Allerdings besteht vorliegend nur eine ähnliche wirtschaftliche Bedeutung der Gemeinden Bovenden und Rosdorf im Hinblick auf die Stadt Göttingen, d. h. Bovenden und Rosdorf sind in ihrer Bedeutung untereinander vergleichbar in Bezug auf ihre eigene Wirtschaftskraft und die jeweiligen wirtschaftlichen Verflechtungen in Richtung der Stadt Göttingen.

Im Vergleich zur Stadt Göttingen kann jedoch für keine der beiden Gemeinden weder von vergleichbaren wirtschaftlichen Verhältnissen die Rede sein, ebenso wie keinesfalls davon ausgegangen werden kann, dass die wirtschaftlichen Verflechtungen in beide Richtungen gleichermaßen verlaufen.

(1)   Ausweislich des Statistischen Informationssystems des Referats Statistik und Wahlen der Stadt Göttingen (abrufbar über www.goesis.goettingen.de ) pendeln berufsbedingt 37.712 Menschen in die Stadt Göttingen ein (Stand: 2016).

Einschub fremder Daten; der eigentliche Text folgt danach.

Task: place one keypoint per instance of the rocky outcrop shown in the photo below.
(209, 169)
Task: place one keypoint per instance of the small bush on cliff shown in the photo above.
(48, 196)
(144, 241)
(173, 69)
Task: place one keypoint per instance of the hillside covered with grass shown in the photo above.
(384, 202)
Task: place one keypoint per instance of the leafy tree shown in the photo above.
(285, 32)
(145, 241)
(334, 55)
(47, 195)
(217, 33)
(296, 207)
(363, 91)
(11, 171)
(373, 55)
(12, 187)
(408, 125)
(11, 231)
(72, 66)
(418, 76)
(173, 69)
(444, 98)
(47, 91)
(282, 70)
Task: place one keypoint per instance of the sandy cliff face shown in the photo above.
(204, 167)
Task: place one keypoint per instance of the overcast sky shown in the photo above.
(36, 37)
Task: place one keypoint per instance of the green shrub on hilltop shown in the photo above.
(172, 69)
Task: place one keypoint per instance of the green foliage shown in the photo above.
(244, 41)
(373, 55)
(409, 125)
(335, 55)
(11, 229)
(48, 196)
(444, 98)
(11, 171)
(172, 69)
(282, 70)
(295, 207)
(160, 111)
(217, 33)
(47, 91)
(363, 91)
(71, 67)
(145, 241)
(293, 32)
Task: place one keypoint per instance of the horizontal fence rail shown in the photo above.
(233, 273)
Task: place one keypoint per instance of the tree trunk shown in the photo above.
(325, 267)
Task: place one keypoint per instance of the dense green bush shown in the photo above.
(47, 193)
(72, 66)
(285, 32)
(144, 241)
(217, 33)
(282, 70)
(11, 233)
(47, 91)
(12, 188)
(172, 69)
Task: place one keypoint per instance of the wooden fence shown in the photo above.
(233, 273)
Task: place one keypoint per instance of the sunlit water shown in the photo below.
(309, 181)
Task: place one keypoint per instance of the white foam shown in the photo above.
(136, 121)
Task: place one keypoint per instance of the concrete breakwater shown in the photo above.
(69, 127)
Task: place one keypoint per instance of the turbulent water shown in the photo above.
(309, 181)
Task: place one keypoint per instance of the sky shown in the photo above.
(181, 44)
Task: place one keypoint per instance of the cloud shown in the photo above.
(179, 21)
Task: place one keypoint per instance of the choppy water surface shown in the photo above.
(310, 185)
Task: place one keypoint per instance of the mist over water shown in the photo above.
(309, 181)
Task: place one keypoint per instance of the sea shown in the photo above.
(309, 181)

Aus der Gemeinde Bovenden pendeln aus beruflichen Gründen 3.136 Menschen nach Göttingen, aus der Gemeinde Rosdorf sind es 2.887 Menschen. Damit pendelten im Jahr 2016 23,2% der Bovender Bevölkerung (Stand zum 31. Dezember 2015: 13.510 Einwohner, Quelle: Kommunales Standort-Informations-System, www.komsis.de) und 24,2% der Rosdorfer Bevölkerung (Stand zum 31. Dezember 2015: 11.909 Einwohner, Quelle: Kommunales Standort-Informations-System, www.komsis.de ) nach Göttingen.

Dieser Anteil an Berufspendlern aus dem eigenen Gemeindegebiet in die Stadt Göttingen ist jedoch kein Merkmal, welches eine Alleinstellung der Gemeinden Bovenden und Rosdorf begründet, die sie gegenüber den übrigen Gemeinden im Gebiet des Landkreises Göttingen im Hinblick auf die Stadt Göttingen abgrenzen.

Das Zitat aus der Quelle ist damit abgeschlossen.